What that means for his ability to catch up with his teammates will be seen over the course of the next week. Choo hopes his bat is up to speed after a slow start in the Classic. He was 1-for-10 entering the semifinals, but he had two homers and two walks in the last two games. Manager Eric Wedge said Choo, who is slated to be the Tribe's regular right fielder this season, will play in both right and left in the remaining Cactus games.
With lingering questions over what Travis Hafner will bring to the middle of the order after right shoulder surgery, the Indians could find themselves relying on Choo to lift them up as he did in the second half of last season. Choo, who missed the season's first two months following Tommy John elbow ligament replacement surgery, hit .343 with 11 homers, 48 RBIs, 20 doubles, two triples, 50 runs scored and a 1.038 OPS (on-base percentage plus slugging) in 58 games in the second half.

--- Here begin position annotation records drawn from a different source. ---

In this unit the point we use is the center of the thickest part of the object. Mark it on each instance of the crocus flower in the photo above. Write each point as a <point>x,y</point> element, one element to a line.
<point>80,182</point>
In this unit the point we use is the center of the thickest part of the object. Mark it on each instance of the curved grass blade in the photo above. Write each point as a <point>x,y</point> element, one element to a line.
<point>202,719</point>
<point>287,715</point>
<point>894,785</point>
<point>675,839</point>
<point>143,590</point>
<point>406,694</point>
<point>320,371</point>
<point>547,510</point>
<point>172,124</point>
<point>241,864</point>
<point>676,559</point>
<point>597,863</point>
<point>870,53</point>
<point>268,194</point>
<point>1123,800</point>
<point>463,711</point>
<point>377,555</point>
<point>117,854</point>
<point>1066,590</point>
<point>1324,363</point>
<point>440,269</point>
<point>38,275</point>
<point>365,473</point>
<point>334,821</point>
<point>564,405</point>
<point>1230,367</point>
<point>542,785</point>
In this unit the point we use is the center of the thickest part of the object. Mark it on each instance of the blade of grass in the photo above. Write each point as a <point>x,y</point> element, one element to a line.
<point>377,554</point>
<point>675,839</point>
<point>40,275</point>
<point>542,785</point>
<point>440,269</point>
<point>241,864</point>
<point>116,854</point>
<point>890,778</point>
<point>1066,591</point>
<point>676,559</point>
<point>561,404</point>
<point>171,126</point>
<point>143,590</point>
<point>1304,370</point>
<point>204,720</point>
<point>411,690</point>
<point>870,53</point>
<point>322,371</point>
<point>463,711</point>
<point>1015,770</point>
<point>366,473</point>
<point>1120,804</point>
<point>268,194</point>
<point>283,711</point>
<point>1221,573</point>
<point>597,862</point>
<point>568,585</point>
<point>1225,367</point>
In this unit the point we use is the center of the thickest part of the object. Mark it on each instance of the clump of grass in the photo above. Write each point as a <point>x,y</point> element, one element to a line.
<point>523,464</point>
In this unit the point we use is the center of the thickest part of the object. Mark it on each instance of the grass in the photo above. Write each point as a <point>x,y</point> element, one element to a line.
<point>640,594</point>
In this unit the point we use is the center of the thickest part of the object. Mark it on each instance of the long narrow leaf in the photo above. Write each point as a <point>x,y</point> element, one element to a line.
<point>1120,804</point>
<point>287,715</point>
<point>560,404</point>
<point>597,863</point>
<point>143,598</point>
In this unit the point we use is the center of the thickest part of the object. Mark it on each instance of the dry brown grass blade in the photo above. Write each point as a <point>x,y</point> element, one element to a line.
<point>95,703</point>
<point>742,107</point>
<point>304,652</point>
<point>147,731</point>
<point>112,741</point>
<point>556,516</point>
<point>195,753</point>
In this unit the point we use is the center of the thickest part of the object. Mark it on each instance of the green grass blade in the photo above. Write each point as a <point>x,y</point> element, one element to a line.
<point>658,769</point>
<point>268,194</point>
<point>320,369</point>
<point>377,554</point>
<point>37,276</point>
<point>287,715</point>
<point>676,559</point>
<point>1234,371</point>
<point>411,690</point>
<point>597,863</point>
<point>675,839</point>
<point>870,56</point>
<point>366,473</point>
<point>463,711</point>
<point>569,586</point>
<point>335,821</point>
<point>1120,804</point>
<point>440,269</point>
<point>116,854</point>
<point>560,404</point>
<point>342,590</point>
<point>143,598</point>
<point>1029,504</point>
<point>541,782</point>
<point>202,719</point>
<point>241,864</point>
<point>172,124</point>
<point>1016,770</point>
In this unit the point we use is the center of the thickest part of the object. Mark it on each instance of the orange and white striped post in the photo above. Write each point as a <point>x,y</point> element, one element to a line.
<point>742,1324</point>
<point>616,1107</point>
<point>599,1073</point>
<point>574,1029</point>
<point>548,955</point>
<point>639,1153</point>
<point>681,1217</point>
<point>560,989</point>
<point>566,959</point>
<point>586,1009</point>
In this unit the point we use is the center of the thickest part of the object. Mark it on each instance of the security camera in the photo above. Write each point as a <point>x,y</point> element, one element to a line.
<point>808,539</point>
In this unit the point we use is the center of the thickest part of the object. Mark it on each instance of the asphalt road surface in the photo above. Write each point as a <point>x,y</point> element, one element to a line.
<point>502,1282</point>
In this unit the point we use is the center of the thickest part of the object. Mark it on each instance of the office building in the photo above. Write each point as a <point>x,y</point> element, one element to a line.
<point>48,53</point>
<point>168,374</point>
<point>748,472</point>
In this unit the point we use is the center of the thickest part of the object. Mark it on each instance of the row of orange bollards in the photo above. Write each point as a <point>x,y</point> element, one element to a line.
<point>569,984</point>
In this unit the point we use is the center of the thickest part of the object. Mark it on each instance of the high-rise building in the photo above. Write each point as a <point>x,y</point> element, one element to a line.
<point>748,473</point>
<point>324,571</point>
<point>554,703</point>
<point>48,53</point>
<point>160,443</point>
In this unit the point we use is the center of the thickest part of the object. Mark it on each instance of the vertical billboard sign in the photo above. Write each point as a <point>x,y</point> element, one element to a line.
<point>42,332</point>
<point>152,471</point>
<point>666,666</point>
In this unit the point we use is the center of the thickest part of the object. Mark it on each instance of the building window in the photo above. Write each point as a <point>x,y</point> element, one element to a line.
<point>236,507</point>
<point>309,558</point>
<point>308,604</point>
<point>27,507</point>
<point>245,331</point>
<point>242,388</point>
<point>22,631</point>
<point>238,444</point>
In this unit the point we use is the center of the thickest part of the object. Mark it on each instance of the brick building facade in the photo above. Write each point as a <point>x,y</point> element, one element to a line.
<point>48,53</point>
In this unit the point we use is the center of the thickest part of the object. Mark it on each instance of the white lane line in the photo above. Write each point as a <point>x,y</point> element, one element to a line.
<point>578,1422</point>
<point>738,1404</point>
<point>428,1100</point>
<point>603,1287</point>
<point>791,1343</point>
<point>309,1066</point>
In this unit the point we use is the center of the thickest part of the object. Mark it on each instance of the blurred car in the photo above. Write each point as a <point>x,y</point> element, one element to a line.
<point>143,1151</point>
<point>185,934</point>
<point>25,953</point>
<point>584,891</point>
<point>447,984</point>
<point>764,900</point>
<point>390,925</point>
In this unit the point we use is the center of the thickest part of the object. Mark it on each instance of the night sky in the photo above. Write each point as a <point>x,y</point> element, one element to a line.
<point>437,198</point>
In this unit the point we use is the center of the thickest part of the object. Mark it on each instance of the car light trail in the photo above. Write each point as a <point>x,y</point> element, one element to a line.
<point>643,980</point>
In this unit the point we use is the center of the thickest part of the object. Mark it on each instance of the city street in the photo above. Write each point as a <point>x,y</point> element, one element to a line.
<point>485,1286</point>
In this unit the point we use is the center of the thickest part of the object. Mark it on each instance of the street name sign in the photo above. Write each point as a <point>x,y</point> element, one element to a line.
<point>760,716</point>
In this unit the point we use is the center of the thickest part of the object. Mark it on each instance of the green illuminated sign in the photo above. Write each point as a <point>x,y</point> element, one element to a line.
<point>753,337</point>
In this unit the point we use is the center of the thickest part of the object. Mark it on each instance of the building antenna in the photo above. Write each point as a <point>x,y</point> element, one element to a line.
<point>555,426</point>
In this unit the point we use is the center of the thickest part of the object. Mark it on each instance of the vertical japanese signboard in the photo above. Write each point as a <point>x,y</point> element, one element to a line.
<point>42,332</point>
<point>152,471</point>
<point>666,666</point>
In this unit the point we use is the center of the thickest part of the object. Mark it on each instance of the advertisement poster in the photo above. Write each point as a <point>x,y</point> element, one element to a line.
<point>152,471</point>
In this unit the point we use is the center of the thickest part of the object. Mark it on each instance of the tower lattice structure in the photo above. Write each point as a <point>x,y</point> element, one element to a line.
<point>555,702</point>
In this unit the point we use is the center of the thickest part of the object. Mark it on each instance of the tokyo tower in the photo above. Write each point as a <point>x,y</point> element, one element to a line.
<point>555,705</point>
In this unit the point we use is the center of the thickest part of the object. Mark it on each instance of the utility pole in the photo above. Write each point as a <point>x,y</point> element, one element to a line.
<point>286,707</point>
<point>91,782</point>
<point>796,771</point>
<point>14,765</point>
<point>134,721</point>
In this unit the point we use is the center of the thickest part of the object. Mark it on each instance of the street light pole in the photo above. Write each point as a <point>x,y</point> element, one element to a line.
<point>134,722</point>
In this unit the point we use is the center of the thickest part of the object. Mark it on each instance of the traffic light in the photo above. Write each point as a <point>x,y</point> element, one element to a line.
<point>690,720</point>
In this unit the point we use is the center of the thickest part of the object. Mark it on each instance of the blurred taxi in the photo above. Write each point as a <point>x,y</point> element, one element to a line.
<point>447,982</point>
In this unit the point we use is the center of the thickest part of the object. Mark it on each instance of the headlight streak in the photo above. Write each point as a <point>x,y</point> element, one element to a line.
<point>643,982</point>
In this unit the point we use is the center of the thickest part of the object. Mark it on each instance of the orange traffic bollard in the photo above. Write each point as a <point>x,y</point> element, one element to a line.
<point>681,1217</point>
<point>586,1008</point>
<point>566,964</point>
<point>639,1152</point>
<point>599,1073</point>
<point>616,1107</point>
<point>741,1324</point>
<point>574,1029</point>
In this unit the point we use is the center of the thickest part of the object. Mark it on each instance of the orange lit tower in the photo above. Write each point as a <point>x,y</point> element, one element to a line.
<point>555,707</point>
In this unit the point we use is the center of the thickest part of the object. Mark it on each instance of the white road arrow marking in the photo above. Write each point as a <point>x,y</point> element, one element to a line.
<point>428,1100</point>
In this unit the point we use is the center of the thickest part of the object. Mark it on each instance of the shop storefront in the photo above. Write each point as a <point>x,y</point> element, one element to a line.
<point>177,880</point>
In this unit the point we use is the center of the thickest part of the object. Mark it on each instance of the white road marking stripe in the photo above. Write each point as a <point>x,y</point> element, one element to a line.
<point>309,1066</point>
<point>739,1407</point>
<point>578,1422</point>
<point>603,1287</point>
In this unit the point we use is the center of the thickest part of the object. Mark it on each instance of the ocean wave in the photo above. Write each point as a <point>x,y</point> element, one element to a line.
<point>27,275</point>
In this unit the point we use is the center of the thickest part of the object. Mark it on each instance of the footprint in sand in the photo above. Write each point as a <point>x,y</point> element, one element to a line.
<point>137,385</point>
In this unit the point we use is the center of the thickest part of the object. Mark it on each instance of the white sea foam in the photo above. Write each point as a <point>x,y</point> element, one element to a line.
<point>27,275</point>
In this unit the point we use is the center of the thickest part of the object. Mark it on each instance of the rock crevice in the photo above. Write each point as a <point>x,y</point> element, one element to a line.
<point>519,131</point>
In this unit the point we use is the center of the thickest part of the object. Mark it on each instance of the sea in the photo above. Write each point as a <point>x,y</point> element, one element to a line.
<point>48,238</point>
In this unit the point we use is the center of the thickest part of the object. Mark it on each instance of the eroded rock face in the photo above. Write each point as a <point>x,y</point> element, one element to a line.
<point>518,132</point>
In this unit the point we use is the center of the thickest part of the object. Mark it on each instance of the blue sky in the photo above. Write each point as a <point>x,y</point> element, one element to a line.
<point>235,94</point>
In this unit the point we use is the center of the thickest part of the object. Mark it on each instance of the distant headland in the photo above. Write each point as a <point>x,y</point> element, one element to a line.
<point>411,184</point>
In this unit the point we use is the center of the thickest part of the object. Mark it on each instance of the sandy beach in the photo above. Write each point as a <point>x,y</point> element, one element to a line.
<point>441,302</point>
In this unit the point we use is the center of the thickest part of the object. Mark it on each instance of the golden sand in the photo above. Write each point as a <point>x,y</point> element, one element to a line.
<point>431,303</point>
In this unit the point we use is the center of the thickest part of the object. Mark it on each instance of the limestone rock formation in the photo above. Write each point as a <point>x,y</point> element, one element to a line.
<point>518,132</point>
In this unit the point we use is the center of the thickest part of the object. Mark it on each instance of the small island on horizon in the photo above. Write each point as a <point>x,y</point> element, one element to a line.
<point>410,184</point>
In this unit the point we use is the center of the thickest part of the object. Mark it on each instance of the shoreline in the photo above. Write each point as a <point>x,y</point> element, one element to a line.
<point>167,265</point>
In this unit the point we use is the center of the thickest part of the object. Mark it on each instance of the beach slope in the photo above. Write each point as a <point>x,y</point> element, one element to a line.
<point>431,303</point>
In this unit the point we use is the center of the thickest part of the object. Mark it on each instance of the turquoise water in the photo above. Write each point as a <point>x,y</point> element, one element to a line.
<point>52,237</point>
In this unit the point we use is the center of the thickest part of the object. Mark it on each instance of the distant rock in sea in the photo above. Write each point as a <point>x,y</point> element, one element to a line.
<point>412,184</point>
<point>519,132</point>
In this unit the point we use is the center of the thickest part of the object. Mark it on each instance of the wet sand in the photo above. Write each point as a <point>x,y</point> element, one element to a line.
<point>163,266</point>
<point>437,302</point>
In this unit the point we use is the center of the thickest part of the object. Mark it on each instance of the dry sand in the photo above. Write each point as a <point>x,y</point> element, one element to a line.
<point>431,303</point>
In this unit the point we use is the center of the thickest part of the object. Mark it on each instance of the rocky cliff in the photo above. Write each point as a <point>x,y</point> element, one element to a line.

While Choo's primary focus is getting ready for the regular season, he said he might be hearing from the Korean government shortly about a possible exemption from his military obligation. All able-bodied Korean men are required to serve two years in the military before the age of 30, so the clock is ticking for the 26-year-old Choo.
That being said, it is expected that if Choo does not receive an outright exemption, he would simply not return to his native land to avoid conscription. But Choo's preference is obviously to be relieved of the obligation altogether.
In 2006, the members of the South Korean Classic team were all given military exemptions after advancing to the semifinals of the tournament's inaugural run. No such exemption was or is expected this year, but manager In-sik Kim told Choo he has a chance at an exemption.
"We'll see in the next week to 10 days," Choo said. "There's a little bit of a chance. Not 100 percent."
Indians general manager Mark Shapiro said he did not know if that was a possibility. But Choo's obligation is being treated as a non-issue by the Tribe in the first place.
Anthony Castrovince is a reporter for MLB.com. This story was not subject to the approval of Major League Baseball or its clubs.